Deux polices maximum dans un même logo, pas plus, sinon on retombe dans l'effet prospectus que je fuis désormais ; la question de trouver la bonne police reste un sujet à part que je creuserai une autre fois. Je vérifie aussi systématiquement en noir et blanc avant de me poser la moindre question de couleur : si la hiérarchie ne fonctionne pas sans couleur, la couleur ne la sauvera pas non plus.
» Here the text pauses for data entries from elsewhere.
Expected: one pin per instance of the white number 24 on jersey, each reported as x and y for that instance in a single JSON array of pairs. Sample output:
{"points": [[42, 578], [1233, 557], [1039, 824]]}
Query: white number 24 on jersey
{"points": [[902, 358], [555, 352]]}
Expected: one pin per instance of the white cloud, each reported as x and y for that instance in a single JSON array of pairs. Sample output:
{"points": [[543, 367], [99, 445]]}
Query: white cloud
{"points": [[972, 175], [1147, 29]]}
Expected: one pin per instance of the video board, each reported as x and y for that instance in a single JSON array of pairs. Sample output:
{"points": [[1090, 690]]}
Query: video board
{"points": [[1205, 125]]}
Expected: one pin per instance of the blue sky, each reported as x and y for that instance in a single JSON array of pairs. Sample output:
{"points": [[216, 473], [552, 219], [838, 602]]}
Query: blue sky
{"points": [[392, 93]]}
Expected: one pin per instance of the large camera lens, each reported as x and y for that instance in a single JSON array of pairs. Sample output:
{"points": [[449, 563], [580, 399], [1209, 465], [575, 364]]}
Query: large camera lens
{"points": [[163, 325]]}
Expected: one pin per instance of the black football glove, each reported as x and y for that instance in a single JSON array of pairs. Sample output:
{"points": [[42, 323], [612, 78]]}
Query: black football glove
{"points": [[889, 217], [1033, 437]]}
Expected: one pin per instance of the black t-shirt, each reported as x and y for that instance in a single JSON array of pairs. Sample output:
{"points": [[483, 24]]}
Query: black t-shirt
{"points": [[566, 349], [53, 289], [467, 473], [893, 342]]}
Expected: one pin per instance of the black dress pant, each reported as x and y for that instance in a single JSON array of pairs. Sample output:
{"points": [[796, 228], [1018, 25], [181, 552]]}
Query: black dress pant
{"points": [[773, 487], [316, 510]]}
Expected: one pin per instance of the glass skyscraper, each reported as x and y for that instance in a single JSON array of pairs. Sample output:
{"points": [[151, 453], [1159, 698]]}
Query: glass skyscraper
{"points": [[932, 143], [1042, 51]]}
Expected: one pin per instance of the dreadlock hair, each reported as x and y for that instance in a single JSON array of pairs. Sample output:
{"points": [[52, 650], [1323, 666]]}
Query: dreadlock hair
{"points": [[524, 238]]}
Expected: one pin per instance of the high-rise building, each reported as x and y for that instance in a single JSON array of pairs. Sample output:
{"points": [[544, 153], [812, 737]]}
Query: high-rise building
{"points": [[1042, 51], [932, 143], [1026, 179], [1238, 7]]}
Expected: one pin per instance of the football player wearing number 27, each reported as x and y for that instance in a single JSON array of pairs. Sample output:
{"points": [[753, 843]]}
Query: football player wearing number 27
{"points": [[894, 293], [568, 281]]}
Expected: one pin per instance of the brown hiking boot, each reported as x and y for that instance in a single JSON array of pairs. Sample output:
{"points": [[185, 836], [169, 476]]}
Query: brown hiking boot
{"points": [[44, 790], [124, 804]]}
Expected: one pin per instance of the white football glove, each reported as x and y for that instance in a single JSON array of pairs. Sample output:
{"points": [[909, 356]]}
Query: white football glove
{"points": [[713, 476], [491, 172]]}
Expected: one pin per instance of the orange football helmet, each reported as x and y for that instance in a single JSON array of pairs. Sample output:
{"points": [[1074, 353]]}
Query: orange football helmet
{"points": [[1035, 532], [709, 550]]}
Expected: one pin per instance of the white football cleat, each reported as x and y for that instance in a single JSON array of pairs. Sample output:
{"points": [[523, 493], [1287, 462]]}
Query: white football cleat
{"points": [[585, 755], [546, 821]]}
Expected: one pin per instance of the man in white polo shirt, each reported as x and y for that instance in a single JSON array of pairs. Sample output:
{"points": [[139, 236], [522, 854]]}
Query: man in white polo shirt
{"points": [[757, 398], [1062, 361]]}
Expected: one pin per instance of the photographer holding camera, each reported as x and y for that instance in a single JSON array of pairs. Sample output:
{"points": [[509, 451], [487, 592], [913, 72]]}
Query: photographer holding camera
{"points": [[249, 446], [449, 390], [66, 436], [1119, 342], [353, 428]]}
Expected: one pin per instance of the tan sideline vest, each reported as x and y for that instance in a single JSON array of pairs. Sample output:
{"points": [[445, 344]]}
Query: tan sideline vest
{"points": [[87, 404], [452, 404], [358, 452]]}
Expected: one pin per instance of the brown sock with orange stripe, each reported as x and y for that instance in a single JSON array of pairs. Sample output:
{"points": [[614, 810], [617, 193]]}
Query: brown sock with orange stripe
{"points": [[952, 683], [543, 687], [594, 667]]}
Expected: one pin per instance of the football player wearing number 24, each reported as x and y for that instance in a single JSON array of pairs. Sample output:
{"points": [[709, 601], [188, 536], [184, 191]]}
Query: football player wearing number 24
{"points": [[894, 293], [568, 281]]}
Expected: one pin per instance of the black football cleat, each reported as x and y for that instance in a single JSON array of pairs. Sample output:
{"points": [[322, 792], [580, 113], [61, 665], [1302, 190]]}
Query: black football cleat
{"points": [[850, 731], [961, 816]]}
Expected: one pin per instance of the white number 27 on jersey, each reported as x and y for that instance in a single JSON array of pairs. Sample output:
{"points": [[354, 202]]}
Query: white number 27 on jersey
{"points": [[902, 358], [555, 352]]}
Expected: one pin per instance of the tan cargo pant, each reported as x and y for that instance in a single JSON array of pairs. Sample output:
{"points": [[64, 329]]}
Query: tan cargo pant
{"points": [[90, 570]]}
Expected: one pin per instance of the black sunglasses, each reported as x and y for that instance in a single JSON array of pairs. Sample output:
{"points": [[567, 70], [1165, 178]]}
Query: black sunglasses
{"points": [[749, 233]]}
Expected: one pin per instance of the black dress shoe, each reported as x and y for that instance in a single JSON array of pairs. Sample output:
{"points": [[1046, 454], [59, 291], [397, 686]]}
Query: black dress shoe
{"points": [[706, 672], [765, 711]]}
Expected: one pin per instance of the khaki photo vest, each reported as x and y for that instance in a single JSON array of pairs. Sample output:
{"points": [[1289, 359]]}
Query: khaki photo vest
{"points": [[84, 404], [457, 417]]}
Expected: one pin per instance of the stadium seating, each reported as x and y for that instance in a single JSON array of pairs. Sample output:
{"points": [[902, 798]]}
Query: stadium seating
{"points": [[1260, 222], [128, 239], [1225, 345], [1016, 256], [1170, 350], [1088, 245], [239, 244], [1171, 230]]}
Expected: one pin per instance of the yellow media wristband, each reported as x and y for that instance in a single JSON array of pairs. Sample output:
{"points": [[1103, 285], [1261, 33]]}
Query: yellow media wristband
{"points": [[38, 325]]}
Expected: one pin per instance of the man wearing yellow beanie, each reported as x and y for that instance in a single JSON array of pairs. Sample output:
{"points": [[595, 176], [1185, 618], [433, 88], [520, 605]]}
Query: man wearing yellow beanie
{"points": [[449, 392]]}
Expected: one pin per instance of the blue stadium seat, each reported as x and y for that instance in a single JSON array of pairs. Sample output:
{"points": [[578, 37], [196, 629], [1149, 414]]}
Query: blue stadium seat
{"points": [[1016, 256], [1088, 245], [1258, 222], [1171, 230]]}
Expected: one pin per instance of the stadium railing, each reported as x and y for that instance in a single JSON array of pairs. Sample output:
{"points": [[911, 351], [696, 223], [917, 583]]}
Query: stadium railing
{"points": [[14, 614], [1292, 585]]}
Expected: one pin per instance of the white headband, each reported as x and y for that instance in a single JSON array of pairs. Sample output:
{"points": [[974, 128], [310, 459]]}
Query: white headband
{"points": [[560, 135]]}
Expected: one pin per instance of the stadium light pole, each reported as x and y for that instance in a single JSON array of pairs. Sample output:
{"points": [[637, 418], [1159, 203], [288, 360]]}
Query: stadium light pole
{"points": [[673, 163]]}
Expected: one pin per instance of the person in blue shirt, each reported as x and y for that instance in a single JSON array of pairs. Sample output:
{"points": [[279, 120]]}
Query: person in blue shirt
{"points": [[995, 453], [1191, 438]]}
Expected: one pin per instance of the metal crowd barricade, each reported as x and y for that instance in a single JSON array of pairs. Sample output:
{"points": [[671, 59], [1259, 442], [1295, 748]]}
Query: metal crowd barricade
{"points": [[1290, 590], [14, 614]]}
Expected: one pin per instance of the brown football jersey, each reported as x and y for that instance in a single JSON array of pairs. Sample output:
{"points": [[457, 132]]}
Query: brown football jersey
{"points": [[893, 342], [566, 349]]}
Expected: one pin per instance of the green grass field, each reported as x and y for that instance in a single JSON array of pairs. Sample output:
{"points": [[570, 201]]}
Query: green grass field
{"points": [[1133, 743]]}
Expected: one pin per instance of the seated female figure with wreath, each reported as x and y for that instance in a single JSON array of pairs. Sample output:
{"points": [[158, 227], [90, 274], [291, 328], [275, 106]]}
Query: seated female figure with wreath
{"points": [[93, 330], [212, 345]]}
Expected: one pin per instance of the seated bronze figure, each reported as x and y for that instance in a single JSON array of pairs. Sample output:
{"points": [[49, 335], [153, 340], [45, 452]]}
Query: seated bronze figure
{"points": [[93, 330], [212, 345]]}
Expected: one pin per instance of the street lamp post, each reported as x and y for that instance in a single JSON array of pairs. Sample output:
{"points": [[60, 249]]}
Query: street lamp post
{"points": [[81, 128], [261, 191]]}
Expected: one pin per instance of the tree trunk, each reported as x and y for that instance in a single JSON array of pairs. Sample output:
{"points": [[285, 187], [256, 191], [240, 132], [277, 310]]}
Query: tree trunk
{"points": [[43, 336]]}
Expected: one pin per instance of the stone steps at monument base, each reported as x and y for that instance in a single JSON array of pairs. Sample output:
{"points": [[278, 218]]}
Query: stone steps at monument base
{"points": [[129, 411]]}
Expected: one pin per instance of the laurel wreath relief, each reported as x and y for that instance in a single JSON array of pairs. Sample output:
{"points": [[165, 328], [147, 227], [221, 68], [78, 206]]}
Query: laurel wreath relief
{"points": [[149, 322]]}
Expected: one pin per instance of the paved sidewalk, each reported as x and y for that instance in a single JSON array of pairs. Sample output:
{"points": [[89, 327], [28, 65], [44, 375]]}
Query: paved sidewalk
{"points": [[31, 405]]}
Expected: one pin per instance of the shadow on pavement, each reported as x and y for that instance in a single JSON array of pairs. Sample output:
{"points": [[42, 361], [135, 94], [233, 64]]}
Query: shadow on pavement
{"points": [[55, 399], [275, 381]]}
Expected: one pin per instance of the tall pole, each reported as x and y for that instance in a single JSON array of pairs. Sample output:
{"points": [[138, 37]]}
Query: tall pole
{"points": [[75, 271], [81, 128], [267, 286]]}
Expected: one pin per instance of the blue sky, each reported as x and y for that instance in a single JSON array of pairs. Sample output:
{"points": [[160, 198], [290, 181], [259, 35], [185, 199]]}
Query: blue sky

Les déclinaisons du logo sur d'autres supports, je ne les ai pas encore attaquées sérieusement, ce sera pour un prochain carnet. La leçon que je garde de ces sept semaines, c'est qu'un logo n'a pas besoin de tout dire pour être fort : il a besoin qu'on choisisse, une bonne fois, ce qui mérite d'être vu en premier, et qu'on laisse le reste s'effacer un peu.